Vince said:
What happens when you don't accelerate one entity with N processors, but rather N entities with N processors concurrently. How is this influenced?
It's the value of B (the amount of the program that must operate serially). If the N entities each consume the same time as each other, then B is 0 and therefore S == N.
All multiprocessing systems follow Amdahl's law at some point. If you consider a vector system (SSE, early Cray, etc.) these do exactly the same thing on four separate items of data. Assuming the FPU's have constant latency, then B is 0 (applying Amdahl's law to the FPU's as parallel processing units). If the different logical units have non-constant latency, you become bottlenecked by the slowest unit, and you can calculate B. (In a 2-processor system, from the time that P0 took after P1 had finished or vice versa).

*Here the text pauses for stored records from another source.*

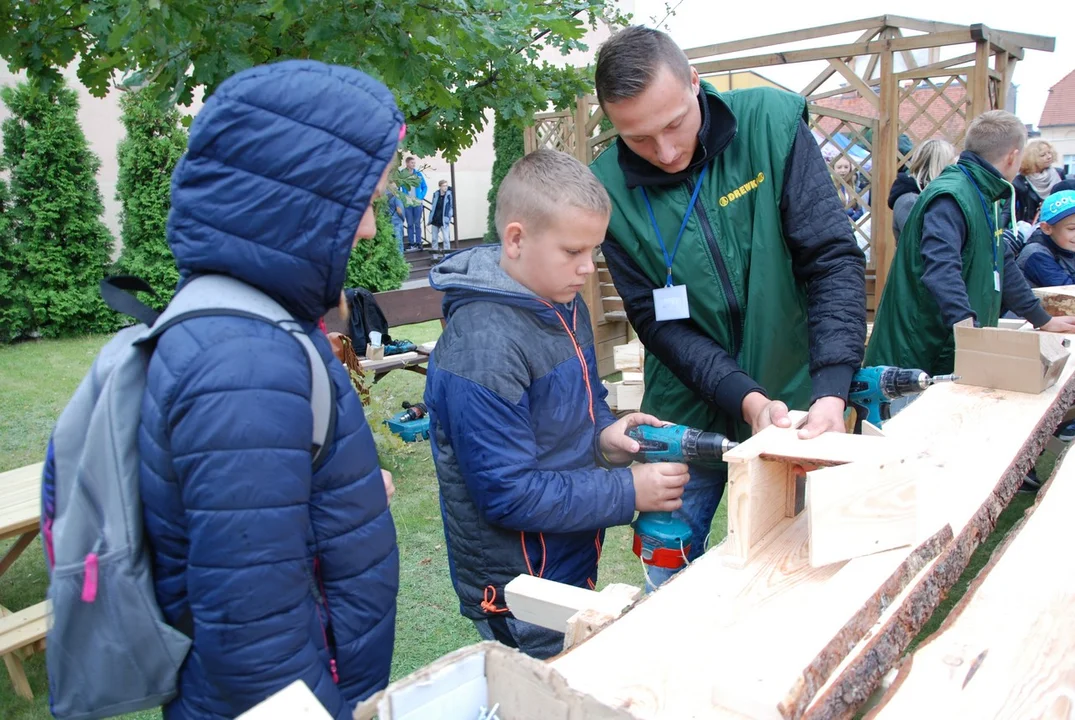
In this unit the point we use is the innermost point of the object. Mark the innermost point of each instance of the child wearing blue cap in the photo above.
(1048, 259)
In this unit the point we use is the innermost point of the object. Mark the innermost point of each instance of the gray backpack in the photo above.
(109, 648)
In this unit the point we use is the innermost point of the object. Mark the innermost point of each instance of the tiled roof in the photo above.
(1060, 106)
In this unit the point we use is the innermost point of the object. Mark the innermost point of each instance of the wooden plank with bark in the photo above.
(778, 638)
(1007, 648)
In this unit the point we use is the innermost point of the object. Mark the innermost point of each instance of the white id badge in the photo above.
(671, 303)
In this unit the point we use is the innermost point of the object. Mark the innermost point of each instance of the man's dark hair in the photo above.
(630, 59)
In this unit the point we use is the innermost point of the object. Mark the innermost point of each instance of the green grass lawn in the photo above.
(38, 378)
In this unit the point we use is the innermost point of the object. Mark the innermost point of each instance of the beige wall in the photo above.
(100, 123)
(1062, 138)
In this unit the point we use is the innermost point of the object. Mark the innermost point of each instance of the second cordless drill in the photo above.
(873, 390)
(660, 538)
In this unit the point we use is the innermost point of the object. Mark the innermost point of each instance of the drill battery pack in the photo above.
(409, 431)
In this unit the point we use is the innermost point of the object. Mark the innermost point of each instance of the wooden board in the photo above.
(1007, 649)
(762, 641)
(19, 500)
(1057, 300)
(860, 508)
(294, 702)
(393, 362)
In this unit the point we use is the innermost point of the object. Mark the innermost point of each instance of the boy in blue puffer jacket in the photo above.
(530, 461)
(276, 572)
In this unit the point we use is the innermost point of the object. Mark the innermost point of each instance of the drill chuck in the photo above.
(698, 445)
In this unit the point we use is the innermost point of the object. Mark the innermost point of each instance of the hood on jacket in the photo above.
(475, 274)
(282, 162)
(902, 186)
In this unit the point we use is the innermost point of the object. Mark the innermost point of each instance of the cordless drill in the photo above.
(414, 412)
(873, 390)
(661, 540)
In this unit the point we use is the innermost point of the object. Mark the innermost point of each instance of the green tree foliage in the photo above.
(6, 241)
(447, 61)
(376, 264)
(155, 142)
(60, 248)
(509, 147)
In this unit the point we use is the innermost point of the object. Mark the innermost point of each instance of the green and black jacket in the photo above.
(774, 277)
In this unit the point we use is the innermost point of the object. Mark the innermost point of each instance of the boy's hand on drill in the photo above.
(616, 446)
(658, 486)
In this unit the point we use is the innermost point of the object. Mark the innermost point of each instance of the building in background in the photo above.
(100, 120)
(1058, 120)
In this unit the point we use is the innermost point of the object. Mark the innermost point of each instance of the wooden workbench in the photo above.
(19, 509)
(778, 638)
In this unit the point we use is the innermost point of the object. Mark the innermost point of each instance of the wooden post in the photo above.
(979, 81)
(1001, 61)
(884, 172)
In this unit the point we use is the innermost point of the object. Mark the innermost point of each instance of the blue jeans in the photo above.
(536, 642)
(700, 499)
(414, 225)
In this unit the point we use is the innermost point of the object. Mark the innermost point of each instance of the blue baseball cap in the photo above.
(1057, 206)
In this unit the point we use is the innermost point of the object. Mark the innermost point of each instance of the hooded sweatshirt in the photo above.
(516, 409)
(278, 573)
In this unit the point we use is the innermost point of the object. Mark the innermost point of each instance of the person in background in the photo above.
(397, 212)
(846, 181)
(1048, 259)
(952, 263)
(440, 219)
(1035, 180)
(928, 161)
(278, 572)
(412, 202)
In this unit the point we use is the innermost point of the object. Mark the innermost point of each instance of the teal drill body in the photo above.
(873, 390)
(660, 538)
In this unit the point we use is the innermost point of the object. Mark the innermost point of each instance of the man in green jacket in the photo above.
(951, 262)
(732, 253)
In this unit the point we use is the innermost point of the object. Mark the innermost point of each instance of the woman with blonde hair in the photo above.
(1035, 180)
(928, 161)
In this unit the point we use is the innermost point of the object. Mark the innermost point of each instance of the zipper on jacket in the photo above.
(327, 632)
(734, 312)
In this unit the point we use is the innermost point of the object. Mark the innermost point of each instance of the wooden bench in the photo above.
(22, 634)
(400, 307)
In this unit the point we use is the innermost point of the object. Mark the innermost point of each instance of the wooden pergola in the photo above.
(871, 91)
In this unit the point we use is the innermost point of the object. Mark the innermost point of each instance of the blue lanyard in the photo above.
(690, 209)
(992, 222)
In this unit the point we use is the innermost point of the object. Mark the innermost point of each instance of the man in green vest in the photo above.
(951, 262)
(732, 254)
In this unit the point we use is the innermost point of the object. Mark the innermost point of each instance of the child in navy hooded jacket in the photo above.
(277, 572)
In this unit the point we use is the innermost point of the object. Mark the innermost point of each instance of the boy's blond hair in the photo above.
(995, 133)
(1032, 157)
(541, 184)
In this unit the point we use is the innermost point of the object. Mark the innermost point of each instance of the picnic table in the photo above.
(22, 633)
(415, 361)
(19, 509)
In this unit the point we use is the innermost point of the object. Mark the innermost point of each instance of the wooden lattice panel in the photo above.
(832, 125)
(555, 131)
(934, 108)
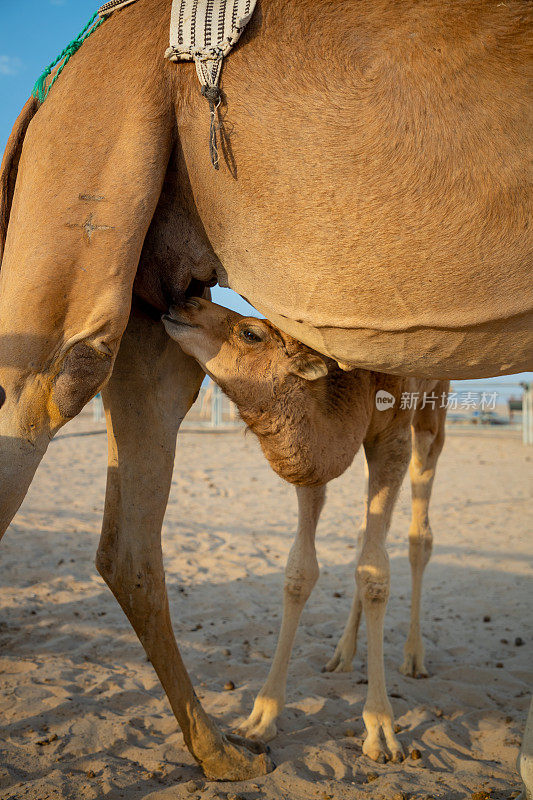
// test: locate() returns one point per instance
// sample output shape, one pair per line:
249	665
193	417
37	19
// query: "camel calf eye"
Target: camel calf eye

This is what makes general-purpose multiprocessing tricky and the architecture of the system very important. If the system has the concept that any process can be allocated to any processor, then that implies a complex communications architecture (because it is hard to ensure the process' data is in the right place for that processor). If instead there are units with specific purposes, then the entire system will tend to work at the speed of its slowest unit. Most existing VPU's are pretty much exactly like this latter case (hence my mentioning of bottleneck analysis above).
nondescript said:
I don't think parallel processing is as strongly limited as Amdahl's law suggests. The theoretical development of the argument is flawless, but I think the assumption that there is no possible way to speed up serial code is questionable.

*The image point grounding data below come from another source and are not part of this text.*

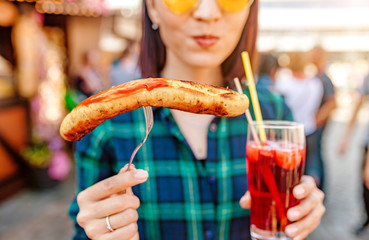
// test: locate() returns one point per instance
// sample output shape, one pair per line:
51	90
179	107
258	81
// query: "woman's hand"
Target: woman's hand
307	215
106	202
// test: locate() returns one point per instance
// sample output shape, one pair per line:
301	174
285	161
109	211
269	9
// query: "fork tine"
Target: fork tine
149	121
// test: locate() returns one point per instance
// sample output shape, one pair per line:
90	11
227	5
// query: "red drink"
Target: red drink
273	169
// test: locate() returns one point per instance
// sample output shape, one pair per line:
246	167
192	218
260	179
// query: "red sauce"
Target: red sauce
126	89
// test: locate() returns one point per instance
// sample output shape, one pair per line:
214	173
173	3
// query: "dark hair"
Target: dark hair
267	63
153	52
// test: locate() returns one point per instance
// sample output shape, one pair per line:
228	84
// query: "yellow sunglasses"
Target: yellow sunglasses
183	6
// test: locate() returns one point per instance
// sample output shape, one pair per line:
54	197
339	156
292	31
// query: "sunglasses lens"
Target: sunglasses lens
234	5
180	6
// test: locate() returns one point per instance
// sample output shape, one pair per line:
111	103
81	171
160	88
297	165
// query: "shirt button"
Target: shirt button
209	234
213	127
212	180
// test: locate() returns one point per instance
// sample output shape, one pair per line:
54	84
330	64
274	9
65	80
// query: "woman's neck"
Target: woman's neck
182	71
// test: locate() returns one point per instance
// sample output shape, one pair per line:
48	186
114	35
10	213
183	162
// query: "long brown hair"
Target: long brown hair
153	52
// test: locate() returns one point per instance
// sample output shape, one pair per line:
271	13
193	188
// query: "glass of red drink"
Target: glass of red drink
275	158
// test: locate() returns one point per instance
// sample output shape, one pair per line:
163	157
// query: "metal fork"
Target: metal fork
149	120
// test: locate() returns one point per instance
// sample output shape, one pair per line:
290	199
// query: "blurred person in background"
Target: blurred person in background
364	94
268	68
319	58
304	95
126	67
197	183
90	78
30	43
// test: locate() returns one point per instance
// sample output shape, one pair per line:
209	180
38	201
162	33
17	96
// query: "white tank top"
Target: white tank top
194	128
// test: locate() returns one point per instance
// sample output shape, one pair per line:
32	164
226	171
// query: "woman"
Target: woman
196	163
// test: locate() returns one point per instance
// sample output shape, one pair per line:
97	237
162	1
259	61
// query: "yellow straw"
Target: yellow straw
253	93
247	113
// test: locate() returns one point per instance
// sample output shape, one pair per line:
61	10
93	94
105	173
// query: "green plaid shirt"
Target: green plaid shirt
184	198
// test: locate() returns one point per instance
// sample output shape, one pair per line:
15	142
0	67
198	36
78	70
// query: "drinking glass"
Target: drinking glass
275	157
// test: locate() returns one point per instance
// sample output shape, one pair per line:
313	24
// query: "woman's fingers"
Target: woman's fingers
127	232
303	227
113	185
306	206
306	187
98	227
113	205
308	213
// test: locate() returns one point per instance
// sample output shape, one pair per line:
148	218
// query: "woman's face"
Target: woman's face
203	37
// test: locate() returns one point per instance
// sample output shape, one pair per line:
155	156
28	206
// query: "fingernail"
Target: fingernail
293	214
291	230
141	174
243	198
299	191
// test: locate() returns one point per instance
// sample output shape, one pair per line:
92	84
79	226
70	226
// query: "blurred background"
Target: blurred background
55	53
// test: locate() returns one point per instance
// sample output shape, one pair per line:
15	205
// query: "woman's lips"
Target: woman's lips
206	41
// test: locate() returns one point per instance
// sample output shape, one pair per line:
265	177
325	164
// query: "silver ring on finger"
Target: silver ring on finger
108	225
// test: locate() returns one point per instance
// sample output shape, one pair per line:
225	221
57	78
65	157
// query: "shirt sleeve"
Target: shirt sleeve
93	164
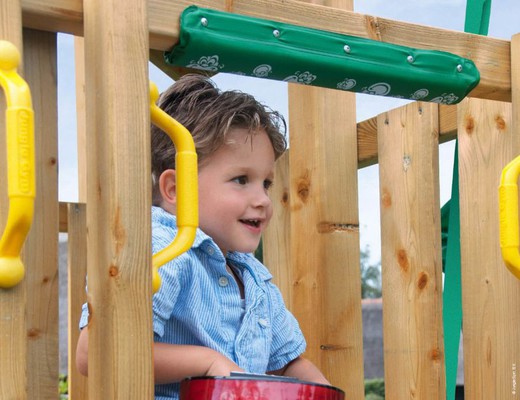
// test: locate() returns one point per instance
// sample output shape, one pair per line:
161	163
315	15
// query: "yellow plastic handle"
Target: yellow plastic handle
508	213
187	187
20	166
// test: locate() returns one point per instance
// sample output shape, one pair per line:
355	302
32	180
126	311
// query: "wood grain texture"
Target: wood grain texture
13	346
325	227
492	56
41	250
119	200
490	293
77	272
277	237
411	253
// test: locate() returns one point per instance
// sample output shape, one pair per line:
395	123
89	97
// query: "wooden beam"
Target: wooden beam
367	134
492	56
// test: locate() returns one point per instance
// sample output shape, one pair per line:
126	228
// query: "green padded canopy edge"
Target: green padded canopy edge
477	21
217	41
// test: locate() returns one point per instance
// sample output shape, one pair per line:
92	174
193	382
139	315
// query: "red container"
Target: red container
256	388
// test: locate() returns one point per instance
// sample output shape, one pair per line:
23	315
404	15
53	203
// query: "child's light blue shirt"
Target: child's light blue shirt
199	304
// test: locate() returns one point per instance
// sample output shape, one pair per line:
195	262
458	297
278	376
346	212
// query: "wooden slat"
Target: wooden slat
325	276
118	212
490	293
367	134
81	131
492	56
276	238
77	271
41	248
411	253
325	235
13	348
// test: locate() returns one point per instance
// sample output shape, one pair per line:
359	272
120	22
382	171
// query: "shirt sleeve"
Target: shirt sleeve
288	341
163	302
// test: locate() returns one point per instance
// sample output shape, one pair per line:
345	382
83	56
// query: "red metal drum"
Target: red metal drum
256	388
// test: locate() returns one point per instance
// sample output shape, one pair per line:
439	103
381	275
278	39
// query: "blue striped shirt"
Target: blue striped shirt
199	303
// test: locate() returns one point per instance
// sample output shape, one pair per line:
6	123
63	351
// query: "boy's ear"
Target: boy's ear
168	186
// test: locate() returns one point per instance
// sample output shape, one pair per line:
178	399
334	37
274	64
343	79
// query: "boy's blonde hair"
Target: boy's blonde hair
209	114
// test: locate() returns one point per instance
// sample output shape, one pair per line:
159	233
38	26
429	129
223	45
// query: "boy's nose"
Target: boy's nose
261	198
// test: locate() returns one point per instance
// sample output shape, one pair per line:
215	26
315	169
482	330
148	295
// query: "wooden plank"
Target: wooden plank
490	293
77	271
119	200
367	134
492	56
81	130
13	346
325	250
411	253
276	238
41	248
325	276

Quite true, but the 'law' still holds. You are talking about reducing B, rather than invalidating the law.
nondescript said:
There's usually some way to speed up the code, even if its "serial". It's very rare to find a substantial section of code where each instruction depends on the instruction immediately before it - and if it did, I would question their coding methods.
Usually is perhaps a bit strong. There are many systems which are naturally suited to multiprocessing, many that aren't, and many that are somewhere in the middle.

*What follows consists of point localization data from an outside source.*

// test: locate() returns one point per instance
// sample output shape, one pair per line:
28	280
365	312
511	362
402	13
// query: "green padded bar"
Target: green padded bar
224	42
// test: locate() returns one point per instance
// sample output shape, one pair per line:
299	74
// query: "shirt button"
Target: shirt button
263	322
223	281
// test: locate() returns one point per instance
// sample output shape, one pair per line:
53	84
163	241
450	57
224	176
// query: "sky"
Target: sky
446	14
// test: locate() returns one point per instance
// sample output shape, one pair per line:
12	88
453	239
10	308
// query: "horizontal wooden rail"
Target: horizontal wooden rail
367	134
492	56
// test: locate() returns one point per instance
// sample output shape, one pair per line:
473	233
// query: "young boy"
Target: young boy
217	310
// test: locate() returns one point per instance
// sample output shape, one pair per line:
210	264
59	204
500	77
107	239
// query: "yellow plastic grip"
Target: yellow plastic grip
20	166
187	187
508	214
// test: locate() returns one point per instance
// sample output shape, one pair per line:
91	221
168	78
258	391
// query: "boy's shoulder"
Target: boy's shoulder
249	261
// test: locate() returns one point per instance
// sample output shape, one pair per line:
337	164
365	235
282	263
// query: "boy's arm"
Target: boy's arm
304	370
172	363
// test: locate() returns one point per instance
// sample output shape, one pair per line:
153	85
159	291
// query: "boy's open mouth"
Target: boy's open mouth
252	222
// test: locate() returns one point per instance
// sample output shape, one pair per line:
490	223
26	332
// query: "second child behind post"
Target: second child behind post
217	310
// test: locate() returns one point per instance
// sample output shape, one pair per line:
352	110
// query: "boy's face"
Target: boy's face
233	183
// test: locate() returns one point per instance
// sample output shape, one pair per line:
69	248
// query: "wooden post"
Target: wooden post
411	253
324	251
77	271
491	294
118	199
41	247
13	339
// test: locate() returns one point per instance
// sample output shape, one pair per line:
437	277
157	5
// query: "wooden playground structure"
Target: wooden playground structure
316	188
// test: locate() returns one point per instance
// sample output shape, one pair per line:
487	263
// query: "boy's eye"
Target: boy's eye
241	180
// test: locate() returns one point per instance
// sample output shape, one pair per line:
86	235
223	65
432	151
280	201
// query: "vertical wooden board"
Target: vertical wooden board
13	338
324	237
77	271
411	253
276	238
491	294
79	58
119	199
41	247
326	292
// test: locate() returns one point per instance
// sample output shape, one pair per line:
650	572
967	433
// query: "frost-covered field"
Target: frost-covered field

3D graphics ARE naturally suited to massively parallel processing - what's a VPU after all? - and games are probably in the middle there, but it's likely to depend heavily on the type of game.
The problem is that there's not many ways to create parallel processing out of nowhere. Attempts at building vectorising and parallelising compilers haven't been particularly successful - they don't really reduce B by the factors necessary to provide big gains. I'm of the belief that parallel processing (particularly coarse-grained pp) has to be designed into the architecture of an application from the start, and it is not easy. Hence my assertions that we need good programmers - in fact, we need more than that, we need good software engineers, which is a subtly different skill.
(Spot the frustrated lecturer inside me trying to get out)